Despite household spending showing clear signs of slowing after rate hikes, and dire warnings for discretionary retailers, Myer’s (ASX: MYR) share piece was up 22.50% at noon following revelations FY22 net profit will virtually double to between $55m and $60m, it’s best result since 2018.
Within an upbeat trading update for the year ended July 30, Myer advised investors that the iconic department store expects to report its strongest net profit in five years, with the online platform - now representing around 24% of total sales - driving strong sales growth.
In March, Myer’s shareholders received their first dividend since 2017 and the company expects to release its FY22 results during September.
Cash on hand $155m compared to $112m at the end of FY21.
Second half profit for 2022 for the 26 weeks to July 30 between $23m and $28m, up between 160% and 217% compared to the net profit of $8.8m for the 27 weeks to July 31, 2021.
Total sales in the July half up, gaining between 16.5% and 17.3% from the year-earlier
Full-year sales to gain between 12.3% and 12.7% to $2.97bn - $2.99bn compared with the year-earlier period’s $2.66bn, which included 53 weeks of sales.
Online revenue to rise between 32.5% -34.4% from the year-earlier period, and, between $715m-$725m.
It appears shoppers kept spending post-Christmas trade with, which was hampered by store closures.
Commenting on today’s update CEO John King notes the continuation of sales growth into the second half, after a tough first half year, with the first quarter heavily impacted by store closures and declining consumer confidence.
King reminded investors that the Customer First Plan is continuing to deliver positive outcomes for the business, with all categories achieving sales growth over last year.

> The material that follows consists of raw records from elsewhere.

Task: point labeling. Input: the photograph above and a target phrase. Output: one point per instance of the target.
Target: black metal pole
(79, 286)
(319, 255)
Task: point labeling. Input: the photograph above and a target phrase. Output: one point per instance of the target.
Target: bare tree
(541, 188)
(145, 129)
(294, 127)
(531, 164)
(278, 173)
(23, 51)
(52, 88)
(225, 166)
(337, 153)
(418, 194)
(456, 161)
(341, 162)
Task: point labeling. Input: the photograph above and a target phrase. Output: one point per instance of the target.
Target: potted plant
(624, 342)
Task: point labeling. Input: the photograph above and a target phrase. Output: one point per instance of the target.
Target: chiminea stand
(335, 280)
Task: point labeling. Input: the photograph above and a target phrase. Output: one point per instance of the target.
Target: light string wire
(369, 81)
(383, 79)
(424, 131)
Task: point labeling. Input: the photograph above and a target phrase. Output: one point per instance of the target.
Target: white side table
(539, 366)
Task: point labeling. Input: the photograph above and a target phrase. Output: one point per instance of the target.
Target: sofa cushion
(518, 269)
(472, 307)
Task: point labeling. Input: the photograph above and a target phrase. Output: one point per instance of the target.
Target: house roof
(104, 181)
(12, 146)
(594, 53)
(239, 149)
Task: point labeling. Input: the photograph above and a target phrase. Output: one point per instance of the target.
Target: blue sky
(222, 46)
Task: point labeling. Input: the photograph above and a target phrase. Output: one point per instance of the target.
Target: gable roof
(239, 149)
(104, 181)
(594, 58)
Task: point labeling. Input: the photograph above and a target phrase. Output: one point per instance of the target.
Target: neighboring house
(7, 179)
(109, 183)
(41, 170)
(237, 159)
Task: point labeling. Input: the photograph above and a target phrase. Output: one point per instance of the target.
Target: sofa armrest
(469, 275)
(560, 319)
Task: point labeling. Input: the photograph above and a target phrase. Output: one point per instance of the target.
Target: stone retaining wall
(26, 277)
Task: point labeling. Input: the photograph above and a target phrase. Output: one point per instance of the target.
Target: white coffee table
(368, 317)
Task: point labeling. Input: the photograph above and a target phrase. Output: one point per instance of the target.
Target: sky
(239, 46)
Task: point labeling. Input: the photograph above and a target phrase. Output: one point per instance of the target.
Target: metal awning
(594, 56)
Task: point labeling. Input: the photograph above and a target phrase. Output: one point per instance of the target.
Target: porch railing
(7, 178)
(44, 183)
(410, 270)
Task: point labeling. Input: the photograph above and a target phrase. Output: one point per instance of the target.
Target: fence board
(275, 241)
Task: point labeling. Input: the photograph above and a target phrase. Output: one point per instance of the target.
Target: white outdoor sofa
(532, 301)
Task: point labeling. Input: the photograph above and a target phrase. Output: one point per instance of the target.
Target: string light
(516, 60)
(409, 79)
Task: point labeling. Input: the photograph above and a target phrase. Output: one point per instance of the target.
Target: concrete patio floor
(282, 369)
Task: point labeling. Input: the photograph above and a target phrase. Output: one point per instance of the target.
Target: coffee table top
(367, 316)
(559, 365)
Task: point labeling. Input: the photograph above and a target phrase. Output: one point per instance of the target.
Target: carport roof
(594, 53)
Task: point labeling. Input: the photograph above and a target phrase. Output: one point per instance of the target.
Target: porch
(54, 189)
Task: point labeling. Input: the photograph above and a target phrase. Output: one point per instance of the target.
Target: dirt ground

“The momentum in the second half in terms of sales growth both in-store and online, profitability and strengthening of our balance sheet places us well as we go into the new financial year,” noted King who embarked on a turnaround strategy five years ago.
While stock on hand is nearly 10% higher than the same time last year, after bulking up inventory to offset global supply chain delays, management notes clearance inventory continues to be well managed at 6.2% of department store stock on hand.
Today’s result should go some way appeasing major shareholder and Melbourne-based billionaire Solomon Lew (20%) who has agitated to see the board changed following disillusionment about company’s previous ailing performance.
At the half year King also noted that having grown nearly fourfold in the past four years, Myer is now one of the biggest online retail businesses in the country.
“In key categories, our growth is significantly outpacing competitors, both multichannel retailers and online pure plays.”
Consensus on Myer is Hold.
Based on Morningstar’s fair value of $0.76 the stock is undervalued.